The goal is to prevent outsiders from gaining control without negotiating with the company's board or paying a negotiated buyout price to all shareholders. Courts have upheld poison pills as a legitimate defense by corporate boards, which are not obligated to accept any offer they do not deem to be in the company's long-term interest.

 

KEY TAKEAWAYS

  • A poison pill is a defense tactic listed companies use to deter activist investors or acquirers from building large stakes or staging a takeover without the board's consent, and without paying a premium to all shareholders.
  • Poison pills specify the maximum stake a shareholder may amass, and dilute the holdings of those who exceed the limit by issuing heavily discounted or free additional shares to the other shareholders.
  • Because poison pills can entrench company managers and board, companies must be able to show they are a proportional response to a credible threat.
  • Investors unable to convince a company to drop its poison pill retain the option of persuading shareholders to replace the board.

 

II . Understanding

Takeovers transferring control of a publicly traded company to another company or a private equity firm are common in the corporate arena. Most of them take place on terms accepted by the target company's board of directors.

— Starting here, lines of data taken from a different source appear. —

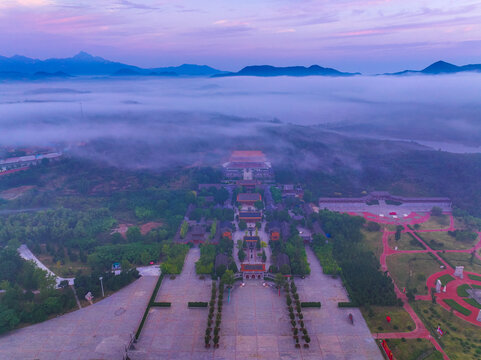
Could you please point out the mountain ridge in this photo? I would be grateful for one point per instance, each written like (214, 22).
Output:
(23, 68)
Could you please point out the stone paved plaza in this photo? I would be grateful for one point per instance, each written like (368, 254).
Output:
(255, 324)
(99, 331)
(336, 336)
(177, 332)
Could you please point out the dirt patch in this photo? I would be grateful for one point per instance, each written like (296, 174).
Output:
(146, 228)
(121, 229)
(15, 193)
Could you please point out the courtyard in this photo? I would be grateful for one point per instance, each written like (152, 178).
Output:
(99, 331)
(255, 323)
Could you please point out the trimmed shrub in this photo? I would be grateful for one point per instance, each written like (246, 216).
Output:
(346, 304)
(197, 304)
(162, 304)
(311, 304)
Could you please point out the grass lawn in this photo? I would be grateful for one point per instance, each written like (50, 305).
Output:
(459, 224)
(445, 279)
(413, 349)
(435, 222)
(464, 259)
(441, 240)
(390, 227)
(406, 242)
(400, 319)
(461, 290)
(457, 306)
(412, 270)
(69, 269)
(474, 277)
(461, 340)
(373, 241)
(473, 302)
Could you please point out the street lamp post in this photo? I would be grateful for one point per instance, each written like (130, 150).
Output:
(102, 285)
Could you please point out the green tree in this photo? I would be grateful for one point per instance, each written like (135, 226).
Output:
(242, 225)
(213, 229)
(228, 278)
(242, 255)
(221, 196)
(133, 234)
(183, 229)
(8, 319)
(259, 204)
(279, 280)
(285, 269)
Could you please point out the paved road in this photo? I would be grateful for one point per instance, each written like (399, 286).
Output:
(99, 331)
(176, 332)
(336, 337)
(26, 254)
(255, 324)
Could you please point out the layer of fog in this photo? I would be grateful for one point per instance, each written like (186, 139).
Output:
(173, 114)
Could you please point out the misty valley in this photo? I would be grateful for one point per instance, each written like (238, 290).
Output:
(345, 199)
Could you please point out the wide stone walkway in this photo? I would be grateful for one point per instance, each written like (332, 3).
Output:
(99, 331)
(255, 324)
(336, 337)
(177, 332)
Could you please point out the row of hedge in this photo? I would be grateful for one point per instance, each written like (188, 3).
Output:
(458, 307)
(346, 304)
(197, 304)
(161, 304)
(151, 302)
(311, 304)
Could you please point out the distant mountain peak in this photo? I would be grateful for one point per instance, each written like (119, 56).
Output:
(82, 55)
(269, 70)
(441, 67)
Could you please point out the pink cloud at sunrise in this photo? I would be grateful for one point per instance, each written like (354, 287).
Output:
(352, 35)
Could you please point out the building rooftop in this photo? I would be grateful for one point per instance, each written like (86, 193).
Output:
(221, 259)
(282, 259)
(249, 214)
(253, 267)
(249, 197)
(247, 155)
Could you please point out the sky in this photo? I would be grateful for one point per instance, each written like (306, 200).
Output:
(369, 36)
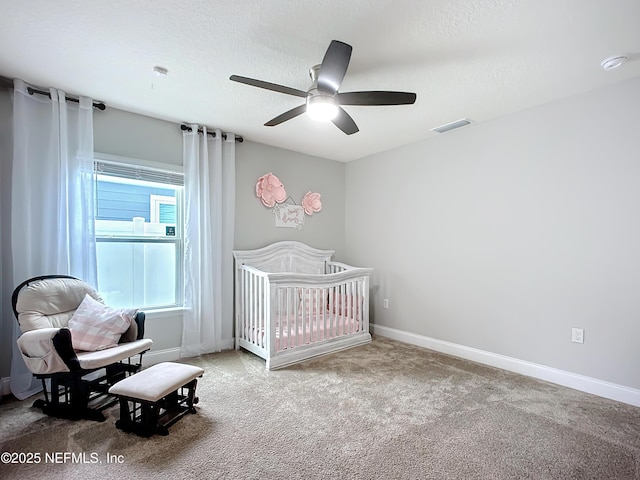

U.S. courts have ruled company boards have broad discretion in deciding whether or not to pursue a particular deal.

 

One reason successful hostile takeovers are less common is that company boards have powerful tools like the poison pill to ensure their wishes are respected.

 

III. Example of Poison Pill

In 2012, Netflix (NFLX) announced a poison pill days after billionaire investor Carl Icahn and affiliates disclosed a stake of nearly 10%. The poison pill promised to dilute the stake of anyone acquiring more than 10% of the video streaming service provider, by allowing other shareholders to purchase two shares for the price of one.

 

In disclosing their stake, Icahn affiliates suggested "Netflix may hold significant strategic value for a variety of significantly larger companies," adding they were "considering ways for [Netflix] to maximize shareholder value."

 

The Icahn funds criticized the company's adoption of a poison pill in an updated securities filing. "Any poison pill without a shareholder vote is an example of poor corporate governance, and...the pill Netflix just adopted is particularly troubling due to its remarkably low and discriminatory 10% threshold," they said.

 

Icahn funds later reduced and eventually sold their Netflix stake for a hefty gain.

 

IV. Advantages & Disadvantages

Advantages

  1. A poison pill helps prevent takeovers based on majority control from disregarding the interests of minority shareholders.
  2. It also discourages vulture bids seeking to take advantage of a temporary decline in a share price.
  3. A poison pill can ensure a takeover doesn't happen unless the acquired company's board agrees after negotiating an attractive deal for every shareholder.
  4. Companies with poison pill defenses have tended to garner higher takeover premiums than those without them.

 

Disadvantages 

  1. By discouraging a motivated buyer from buying more company stock, a poison pill is likely to leave a share price lower than it would be otherwise, at least in the short run.
  2. Poison pills can also shield underperforming company managers from shareholder efforts to replace them.